Ch 6: Leading at Scale

The Three Always of Leadership
- Always Be Deciding, Always Be Leaving, Always Be Scaling
- As you move up, you go “broad” rather than “deep” — your prior technical expertise matters less, your general intuition and ability to galvanize people matters more
- Often demoralizing — until you realize you’re having far more impact than as an individual contributor
Always Be Deciding
- At scale, decisions are about finding the right trade-offs, not solving specific engineering tasks
- Three steps: identify the blinders → identify the key trade-offs → decide and iterate
- Blinders: people steeped in a problem for years can’t see the forest; fresh eyes have a real advantage
- No silver bullets: ambiguous problems have no permanent answer — only the best answer for this moment
- Avoid analysis paralysis: frame decisions as “we’ll try this and revisit next month” to keep teams comfortable with iteration
- Case study — Google Search latency: years of “code yellow” hackathons kept failing because latency was never treated as a first-class goal alongside quality and capacity (Good/Fast/Cheap — pick two)
Always Be Leaving
- Goal: build an organization that solves the problem by itself, without you present
- If you can’t take a week off without checking email, you’ve made yourself an SPOF — fix that
- Build a self-driving team: strong sub-leaders, healthy processes, self-perpetuating culture
- Anchor teams to problems, not solutions — “We own version control” not “We own the Git repos”; solutions get replaced, problems are evergreen
- Delegation is the main mechanism for growing leaders: assign, let them fail, iterate
- Ask yourself daily: What can I do that nobody else on my team can do? — usually: define high-level strategy and see the forest
- Good management is 95% observation and listening, 5% critical adjustments in just the right place
There’s a story about a Master of all things mechanical… The Master responded with another invoice, showing a $1 cost for the chalk to make the mark, and $9,999 for knowing where to put it.
Always Be Scaling
- The Cycle of Success: Analysis → Struggle → Traction → Reward (a new, harder problem with no new people) → Compression
  - Success earns you more responsibility, not more resources; you must compress the old problem to half the effort
- Important vs. Urgent (Eisenhower): leaders default to 100% reactive mode; important things are almost never urgent
  - Counter it: delegate urgencies, block dedicated time for important-not-urgent work, find a tracking system that works (see GTD, multi-scale planning)
- Learn to drop balls deliberately: identify the top 20% critical things only you can do; give yourself permission to drop the other 80% (see attention economy)
  - The middle 60% either gets picked up by sub-leaders or floats back up if truly critical
- Reactive mode trap: as you rise, you become the finally clause in a long list of code blocks — email, chat, meetings become a DoS attack on your time and attention; if not mindful, you end up 100% reactive, jumping from ball to ball, letting important work never get done
- Protect your energy (see deep work):
  - Take real vacations (≥1 week, truly disconnected — checking email ruins the recharge)
  - Make disconnecting trivial (leave laptop at office, use work profile on phone)
  - Take real weekends — sign out Friday night, sign in Monday
  - Take breaks during the day (brain works in ~90-minute cycles)
  - Give yourself permission for mental health days — a bad mood in a leader sets the tone for everyone; better to get nothing done that day than to do active damage (harsh emails, poor judgements)

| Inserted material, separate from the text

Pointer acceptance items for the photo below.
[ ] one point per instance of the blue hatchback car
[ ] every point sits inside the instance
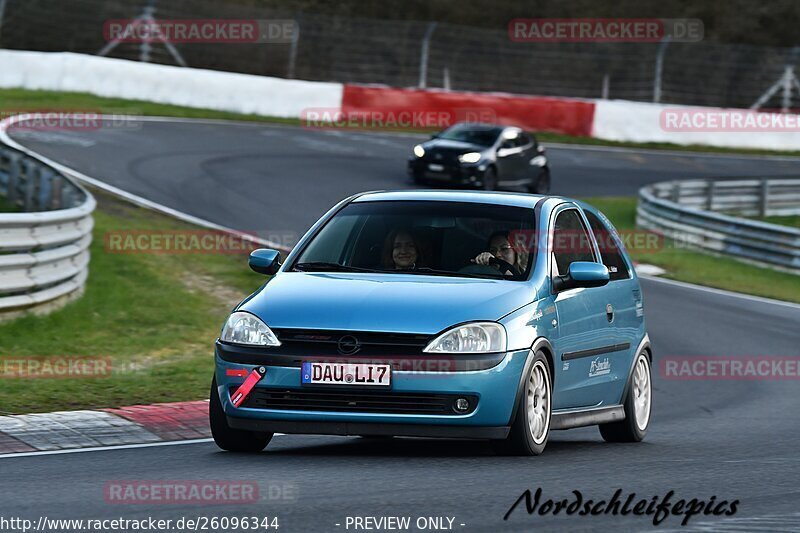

Ch 7: Measuring Engineering Productivity

Why Measure?
- As orgs grow linearly, communication overhead grows quadratically → individual productivity must increase to scale scope
- Google created a dedicated team of engineering productivity researchers: software engineers + social scientists (cognitive psychologists, behavioral economists)
- Goal: data-driven measurement and improvement of engineering productivity
Triage: Is It Worth Measuring?
- Measurement itself is expensive; don’t measure unless it leads to action
- 4 triage questions before starting:
  1. What result are you expecting, and why? (surface your bias upfront)
  2. If data supports the expected result, what action will be taken?
  3. If we get a negative result, will appropriate action be taken? (stops most projects)
  4. Who is the decision maker, and when will they act?
- When NOT to measure:
  - Can’t afford to act on result right now
  - Result will soon be invalidated by other factors
  - Decision is already made → metrics would only serve as vanity justification
  - Available metrics are not precise enough to avoid confounding
Goals/Signals/Metrics (GSM) Framework
- Goal: desired end result, phrased without reference to specific metrics
- Signal: how you’d know you achieved the goal — may not be directly measurable
- Metric: a proxy for a signal; what you can actually measure
- Prevents the streetlight effect (measuring only what’s easy, not what matters)
- Prevents metrics creep and metrics bias by selecting metrics in advance
- Maintains traceability: every metric traces back to a signal, and every signal to a goal
QUANTS — 5 Dimensions of Productivity (must balance all five)
- *Qu*ality of the code — test coverage, architecture quality
- *A*ttention from engineers — flow state, distractions, context switching
- I*n*tellectual complexity — cognitive load, unnecessary complexity
- *T*empo and velocity — task throughput, release speed
- *S*atisfaction — tool happiness, sense of purpose, burnout
“I can make your review velocity very fast: just remove code reviews entirely.”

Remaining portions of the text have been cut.